A little more indecisive than I had anticipated, but when going through my notes later I realised the quote was perfectly in keeping with what was beginning to emerge as the obvious individuality with Josh. Even when asked about a friend, he won’t just say what he’s expected to as a friend if it’s not precisely his opinion or he can honestly see other outcomes.
“If me and Asinia got made, I mean it wouldn’t happen. But imagine.”
I have to ask. Would you? Down the line, perhaps a title is up for grabs, and you have to fight Asinia, could you do it?
“Would I do it? I’d fight my own brother! It would be a good fight.”
But who is Josh Adewale as a fighter? What can those watching on BoxNation (as MTK shows will be for at least 12 dates) expect to see from him? “I like to take my time, not rush my work. My coach often says to me with another round I’d get my opponent out of there. In the pros I’ll have that…
When people ask me what or who I box like, what style I’ve got. I don’t really know to be honest, you’ll just have to have a look! I think if you tell me someone to box like, I can box like them. I can adapt. I would say it depends who I’m in the ring with, but it doesn’t. It depends what mood I’m in.”

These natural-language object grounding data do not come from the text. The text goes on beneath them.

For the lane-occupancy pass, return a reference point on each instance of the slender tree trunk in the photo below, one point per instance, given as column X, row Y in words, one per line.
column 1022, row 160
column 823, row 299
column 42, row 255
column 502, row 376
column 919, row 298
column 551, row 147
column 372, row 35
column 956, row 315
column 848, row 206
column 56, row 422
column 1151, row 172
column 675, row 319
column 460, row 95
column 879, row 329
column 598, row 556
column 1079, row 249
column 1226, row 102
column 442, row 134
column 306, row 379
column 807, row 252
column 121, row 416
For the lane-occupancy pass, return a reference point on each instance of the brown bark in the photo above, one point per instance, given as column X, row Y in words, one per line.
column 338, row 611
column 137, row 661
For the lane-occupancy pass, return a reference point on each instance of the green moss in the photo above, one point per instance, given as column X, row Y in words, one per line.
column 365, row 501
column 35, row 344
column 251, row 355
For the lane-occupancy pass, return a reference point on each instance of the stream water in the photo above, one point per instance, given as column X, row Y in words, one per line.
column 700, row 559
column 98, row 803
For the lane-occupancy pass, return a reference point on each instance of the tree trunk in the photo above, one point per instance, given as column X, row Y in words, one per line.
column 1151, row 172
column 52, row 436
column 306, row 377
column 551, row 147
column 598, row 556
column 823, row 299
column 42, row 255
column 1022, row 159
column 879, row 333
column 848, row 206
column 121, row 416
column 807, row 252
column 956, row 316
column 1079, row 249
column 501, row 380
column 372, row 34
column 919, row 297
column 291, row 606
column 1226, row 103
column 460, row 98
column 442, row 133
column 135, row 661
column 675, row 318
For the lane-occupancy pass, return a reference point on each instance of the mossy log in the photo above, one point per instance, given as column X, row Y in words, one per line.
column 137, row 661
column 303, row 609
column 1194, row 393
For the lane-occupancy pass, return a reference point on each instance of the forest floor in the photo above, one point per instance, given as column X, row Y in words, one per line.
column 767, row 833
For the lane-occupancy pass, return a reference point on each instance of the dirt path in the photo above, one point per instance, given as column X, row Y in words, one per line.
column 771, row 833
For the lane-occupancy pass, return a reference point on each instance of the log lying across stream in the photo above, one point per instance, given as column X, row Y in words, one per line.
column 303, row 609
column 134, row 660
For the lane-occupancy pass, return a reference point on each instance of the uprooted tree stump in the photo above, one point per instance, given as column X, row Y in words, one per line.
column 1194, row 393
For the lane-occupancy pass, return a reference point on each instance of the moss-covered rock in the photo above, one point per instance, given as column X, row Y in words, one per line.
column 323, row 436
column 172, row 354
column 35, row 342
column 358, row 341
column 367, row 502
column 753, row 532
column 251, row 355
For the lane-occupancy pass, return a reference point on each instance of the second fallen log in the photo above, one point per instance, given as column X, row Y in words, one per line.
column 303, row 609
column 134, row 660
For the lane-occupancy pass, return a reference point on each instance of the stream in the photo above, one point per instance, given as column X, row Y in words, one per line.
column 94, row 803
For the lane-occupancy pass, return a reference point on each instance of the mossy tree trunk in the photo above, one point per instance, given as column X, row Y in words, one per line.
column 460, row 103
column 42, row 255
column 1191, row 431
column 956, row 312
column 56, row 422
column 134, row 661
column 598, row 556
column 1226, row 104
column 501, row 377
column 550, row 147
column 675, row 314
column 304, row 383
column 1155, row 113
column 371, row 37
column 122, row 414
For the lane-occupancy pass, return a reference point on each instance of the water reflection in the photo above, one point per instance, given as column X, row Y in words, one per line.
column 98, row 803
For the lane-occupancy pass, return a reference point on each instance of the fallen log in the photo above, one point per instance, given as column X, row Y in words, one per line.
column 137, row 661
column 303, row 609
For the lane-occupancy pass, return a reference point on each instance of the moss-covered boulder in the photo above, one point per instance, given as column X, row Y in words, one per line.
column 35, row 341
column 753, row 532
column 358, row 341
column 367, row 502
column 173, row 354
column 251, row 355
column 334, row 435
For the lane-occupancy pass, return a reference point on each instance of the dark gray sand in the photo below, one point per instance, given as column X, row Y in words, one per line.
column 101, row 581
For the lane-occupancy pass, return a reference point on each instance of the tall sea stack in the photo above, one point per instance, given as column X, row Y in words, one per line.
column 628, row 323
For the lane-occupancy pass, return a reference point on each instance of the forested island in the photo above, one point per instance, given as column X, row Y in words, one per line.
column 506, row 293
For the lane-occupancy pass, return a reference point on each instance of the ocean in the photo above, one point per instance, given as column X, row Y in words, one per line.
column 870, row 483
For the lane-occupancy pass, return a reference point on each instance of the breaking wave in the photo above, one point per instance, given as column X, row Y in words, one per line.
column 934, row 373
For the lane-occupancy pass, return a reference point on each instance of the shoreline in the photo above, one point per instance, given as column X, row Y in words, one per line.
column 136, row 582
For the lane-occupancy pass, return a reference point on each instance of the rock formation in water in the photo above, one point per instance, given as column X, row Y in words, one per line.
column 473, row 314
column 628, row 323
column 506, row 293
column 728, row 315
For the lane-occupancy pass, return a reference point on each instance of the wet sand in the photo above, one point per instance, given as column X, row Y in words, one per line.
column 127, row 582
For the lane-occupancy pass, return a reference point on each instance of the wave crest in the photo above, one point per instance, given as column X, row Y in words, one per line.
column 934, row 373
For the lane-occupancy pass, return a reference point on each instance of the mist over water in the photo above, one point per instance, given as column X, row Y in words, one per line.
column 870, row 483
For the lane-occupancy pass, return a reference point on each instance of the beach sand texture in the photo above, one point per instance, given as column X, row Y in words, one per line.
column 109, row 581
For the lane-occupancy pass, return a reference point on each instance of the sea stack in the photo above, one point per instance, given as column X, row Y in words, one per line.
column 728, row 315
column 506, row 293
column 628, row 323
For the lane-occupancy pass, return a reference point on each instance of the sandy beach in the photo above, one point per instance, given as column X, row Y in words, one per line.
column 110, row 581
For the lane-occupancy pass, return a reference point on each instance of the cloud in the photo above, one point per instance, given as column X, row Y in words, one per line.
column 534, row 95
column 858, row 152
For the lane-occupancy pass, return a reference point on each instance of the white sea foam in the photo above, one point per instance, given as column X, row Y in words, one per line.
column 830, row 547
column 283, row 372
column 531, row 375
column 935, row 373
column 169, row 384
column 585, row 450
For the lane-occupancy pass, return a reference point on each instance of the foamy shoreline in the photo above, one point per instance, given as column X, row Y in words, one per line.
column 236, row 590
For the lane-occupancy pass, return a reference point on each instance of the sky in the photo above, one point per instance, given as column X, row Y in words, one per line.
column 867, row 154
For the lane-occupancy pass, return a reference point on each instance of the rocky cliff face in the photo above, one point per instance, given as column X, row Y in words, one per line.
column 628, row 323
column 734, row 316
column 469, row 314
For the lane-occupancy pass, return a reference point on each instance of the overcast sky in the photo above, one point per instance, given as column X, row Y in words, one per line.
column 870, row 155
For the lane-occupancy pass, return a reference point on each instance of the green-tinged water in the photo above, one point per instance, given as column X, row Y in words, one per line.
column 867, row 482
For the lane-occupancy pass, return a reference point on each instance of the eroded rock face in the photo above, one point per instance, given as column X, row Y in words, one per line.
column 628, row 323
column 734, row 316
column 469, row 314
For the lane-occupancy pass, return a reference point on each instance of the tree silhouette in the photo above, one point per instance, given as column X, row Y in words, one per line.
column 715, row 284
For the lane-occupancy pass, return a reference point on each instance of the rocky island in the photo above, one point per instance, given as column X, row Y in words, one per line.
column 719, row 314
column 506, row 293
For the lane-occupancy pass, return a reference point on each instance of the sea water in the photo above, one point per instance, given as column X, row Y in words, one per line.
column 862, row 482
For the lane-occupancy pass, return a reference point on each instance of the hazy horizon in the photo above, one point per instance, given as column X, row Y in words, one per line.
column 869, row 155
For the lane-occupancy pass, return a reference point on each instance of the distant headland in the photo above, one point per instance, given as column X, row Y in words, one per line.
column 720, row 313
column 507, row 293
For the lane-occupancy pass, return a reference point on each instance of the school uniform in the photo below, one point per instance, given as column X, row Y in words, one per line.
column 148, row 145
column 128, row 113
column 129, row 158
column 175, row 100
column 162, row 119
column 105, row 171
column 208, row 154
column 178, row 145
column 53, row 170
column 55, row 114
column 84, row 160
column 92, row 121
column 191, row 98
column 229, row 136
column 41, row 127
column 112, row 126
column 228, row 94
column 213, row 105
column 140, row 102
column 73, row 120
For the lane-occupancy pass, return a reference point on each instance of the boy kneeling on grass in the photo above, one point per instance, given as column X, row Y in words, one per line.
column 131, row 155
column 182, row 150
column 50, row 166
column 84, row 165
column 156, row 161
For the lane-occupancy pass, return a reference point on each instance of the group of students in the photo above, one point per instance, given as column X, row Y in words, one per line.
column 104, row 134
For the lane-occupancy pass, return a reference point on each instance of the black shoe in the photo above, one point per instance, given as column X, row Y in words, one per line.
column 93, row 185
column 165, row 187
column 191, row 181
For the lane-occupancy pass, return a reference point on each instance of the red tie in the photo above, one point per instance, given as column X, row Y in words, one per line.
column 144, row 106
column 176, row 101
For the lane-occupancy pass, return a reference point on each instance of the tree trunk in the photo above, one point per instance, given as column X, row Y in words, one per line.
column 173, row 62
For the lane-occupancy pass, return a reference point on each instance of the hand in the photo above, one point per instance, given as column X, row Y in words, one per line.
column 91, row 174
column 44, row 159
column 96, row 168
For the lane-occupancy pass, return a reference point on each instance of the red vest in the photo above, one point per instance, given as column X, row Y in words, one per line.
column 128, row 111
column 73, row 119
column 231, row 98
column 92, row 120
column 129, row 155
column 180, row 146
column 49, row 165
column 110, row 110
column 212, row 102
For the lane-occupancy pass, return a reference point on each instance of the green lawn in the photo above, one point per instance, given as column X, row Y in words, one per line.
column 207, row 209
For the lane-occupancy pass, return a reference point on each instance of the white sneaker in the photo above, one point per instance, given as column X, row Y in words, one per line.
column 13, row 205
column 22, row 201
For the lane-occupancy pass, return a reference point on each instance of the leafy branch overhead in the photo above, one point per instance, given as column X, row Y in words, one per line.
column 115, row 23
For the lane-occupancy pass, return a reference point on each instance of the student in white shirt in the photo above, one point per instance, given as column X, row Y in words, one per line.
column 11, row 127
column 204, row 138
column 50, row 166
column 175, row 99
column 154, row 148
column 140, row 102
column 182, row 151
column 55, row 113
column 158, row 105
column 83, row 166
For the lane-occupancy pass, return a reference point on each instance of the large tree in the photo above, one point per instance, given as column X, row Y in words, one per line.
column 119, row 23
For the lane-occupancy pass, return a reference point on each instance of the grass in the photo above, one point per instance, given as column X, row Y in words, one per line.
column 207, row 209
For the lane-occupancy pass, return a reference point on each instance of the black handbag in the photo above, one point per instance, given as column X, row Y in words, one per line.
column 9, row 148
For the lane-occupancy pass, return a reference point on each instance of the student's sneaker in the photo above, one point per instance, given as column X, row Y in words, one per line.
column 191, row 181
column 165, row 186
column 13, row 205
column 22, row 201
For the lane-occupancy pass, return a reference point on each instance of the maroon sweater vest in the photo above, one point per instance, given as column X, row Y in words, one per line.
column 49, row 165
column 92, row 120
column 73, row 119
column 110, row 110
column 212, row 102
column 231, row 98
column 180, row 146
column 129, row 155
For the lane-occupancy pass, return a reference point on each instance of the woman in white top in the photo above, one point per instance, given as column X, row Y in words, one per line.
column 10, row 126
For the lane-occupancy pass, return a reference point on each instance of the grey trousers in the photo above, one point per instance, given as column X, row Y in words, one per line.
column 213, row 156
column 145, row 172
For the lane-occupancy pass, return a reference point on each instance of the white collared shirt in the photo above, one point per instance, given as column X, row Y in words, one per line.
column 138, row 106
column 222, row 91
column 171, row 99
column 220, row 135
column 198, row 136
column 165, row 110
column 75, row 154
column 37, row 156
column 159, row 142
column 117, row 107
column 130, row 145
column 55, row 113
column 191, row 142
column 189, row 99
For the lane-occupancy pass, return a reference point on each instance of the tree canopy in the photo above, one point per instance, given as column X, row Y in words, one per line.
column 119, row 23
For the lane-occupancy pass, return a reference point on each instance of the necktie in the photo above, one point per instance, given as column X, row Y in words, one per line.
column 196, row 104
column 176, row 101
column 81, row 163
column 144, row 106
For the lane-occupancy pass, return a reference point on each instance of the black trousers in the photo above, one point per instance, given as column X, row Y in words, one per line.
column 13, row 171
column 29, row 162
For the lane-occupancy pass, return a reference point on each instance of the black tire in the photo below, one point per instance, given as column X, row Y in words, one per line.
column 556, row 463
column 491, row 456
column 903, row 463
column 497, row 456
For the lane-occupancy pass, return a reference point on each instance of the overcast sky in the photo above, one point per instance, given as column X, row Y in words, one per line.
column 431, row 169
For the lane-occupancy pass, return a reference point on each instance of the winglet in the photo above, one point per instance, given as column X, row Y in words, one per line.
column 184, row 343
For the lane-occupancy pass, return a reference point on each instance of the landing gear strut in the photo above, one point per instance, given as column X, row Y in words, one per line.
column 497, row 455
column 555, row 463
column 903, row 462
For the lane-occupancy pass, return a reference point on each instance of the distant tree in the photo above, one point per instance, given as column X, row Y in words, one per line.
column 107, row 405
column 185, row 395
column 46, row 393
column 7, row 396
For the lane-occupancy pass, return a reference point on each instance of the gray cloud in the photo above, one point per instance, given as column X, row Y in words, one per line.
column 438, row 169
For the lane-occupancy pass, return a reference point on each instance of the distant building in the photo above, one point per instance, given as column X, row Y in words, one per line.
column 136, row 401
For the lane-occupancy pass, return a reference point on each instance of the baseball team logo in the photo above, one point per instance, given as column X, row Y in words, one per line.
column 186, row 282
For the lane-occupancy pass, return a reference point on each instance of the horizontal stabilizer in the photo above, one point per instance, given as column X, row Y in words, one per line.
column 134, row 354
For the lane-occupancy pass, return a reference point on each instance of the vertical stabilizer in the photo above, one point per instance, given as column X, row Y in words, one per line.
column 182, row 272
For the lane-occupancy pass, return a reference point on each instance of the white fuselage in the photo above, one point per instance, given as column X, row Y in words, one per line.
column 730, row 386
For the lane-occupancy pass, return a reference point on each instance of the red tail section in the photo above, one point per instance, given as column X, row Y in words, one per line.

He then adds, as if somehow his previous words made him sound not intriguing enough (far from it), “Obviously I’m strong, I can punch.”
Planning to campaign at middleweight, “initially. After a few fights, once titles are there, I may drop to super welterweight.” Asked on how he sees his path through those divisions Adewale is careful not to jump the gun, “I’m not really thinking like that. But while I’m not thinking like that, I do know, just from watching boxing and sparring with top guys like Felix Cash and Ted Cheeseman, I feel confident!”
Confidence is not a shortcoming for Adewale, without doubt. His tendency to analyse everything down to minutiae may or may not be a strength, time will tell. Ability though, well, by all accounts he has a style suited to the professional game. What I’d add it that here is yet another young man, who with hard work and application has gone from six by eight feet, to eighteen by eighteen.
Josh comes across as very much someone who takes strength from his own vision. He might have people around him, but they’re not an entourage. Those others are just, simply, there too. Neither does he appear to be a man swayed by the presence of others. Though that could as well be youthful vigour. It is unfair to constantly compare him to Asinia Byfield, but it is interesting that despite their clear friendship, they could not be more different in affect.
Ambition and self belief, however, both have a wealth of. It is likely they enjoy being challenged by one another, both sportingly and otherwise, and at the moment that is a very healthy thing for them. Josh is a one man think tank, clearly revels in his solitude and it will be fascinating to see his transition to the paid code and what the future holds for his undoubted talent there.